El error de los fariseos fue confundir tradición con obediencia. Habían construido un sistema religioso tan detallado que terminaron poniendo sus costumbres por encima de la Palabra de Dios. Jesús los denuncia con fuerza: “Dejando el mandamiento de Dios, os aferráis a la tradición de los hombres”. Esa frase debería hacernos temblar. Porque una tradición puede parecer piadosa, antigua y respetable, pero si desplaza la voluntad de Dios, se convierte en idolatría religiosa. El peligro no está en tener tradiciones. El peligro está en usarlas para evitar una obediencia real. Podemos conservar formas correctas y tener un corazón lejos de Dios. Podemos cantar, predicar, asistir, dirigir, servir y aun así vivir contaminados por orgullo, resentimiento, hipocresía o dureza espiritual.

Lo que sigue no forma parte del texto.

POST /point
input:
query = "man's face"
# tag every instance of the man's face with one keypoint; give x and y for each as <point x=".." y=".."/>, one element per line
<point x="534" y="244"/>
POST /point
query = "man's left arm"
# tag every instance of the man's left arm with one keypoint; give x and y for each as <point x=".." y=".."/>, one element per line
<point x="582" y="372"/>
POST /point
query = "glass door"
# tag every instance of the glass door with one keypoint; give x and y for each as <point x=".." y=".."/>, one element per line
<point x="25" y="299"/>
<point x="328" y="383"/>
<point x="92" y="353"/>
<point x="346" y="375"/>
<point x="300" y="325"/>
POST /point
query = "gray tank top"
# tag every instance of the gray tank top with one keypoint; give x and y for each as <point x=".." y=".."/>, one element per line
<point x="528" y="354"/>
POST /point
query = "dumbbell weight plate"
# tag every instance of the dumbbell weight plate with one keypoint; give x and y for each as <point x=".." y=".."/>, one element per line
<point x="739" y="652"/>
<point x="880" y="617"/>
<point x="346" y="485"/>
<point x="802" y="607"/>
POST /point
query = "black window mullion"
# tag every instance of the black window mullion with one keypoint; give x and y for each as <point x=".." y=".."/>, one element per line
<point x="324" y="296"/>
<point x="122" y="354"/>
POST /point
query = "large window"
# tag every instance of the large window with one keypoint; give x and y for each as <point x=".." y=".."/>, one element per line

Jesús nos llama a una religión más profunda que la apariencia. Jesús no busca manos ceremonialmente limpias mientras el corazón sigue sucio. Él quiere transformar la fuente. Porque si el corazón cambia, cambia la vida. Pero si el corazón permanece igual, ninguna tradición podrá santificarnos. Hoy la pregunta no es solamente: “¿Estoy cumpliendo con lo externo?”. La pregunta verdadera es: “¿Qué está saliendo de mi corazón?”. Porque allí se revela quién gobierna realmente nuestra vida: Dios, o nuestras propias tradiciones. Que el Señor te bendiga.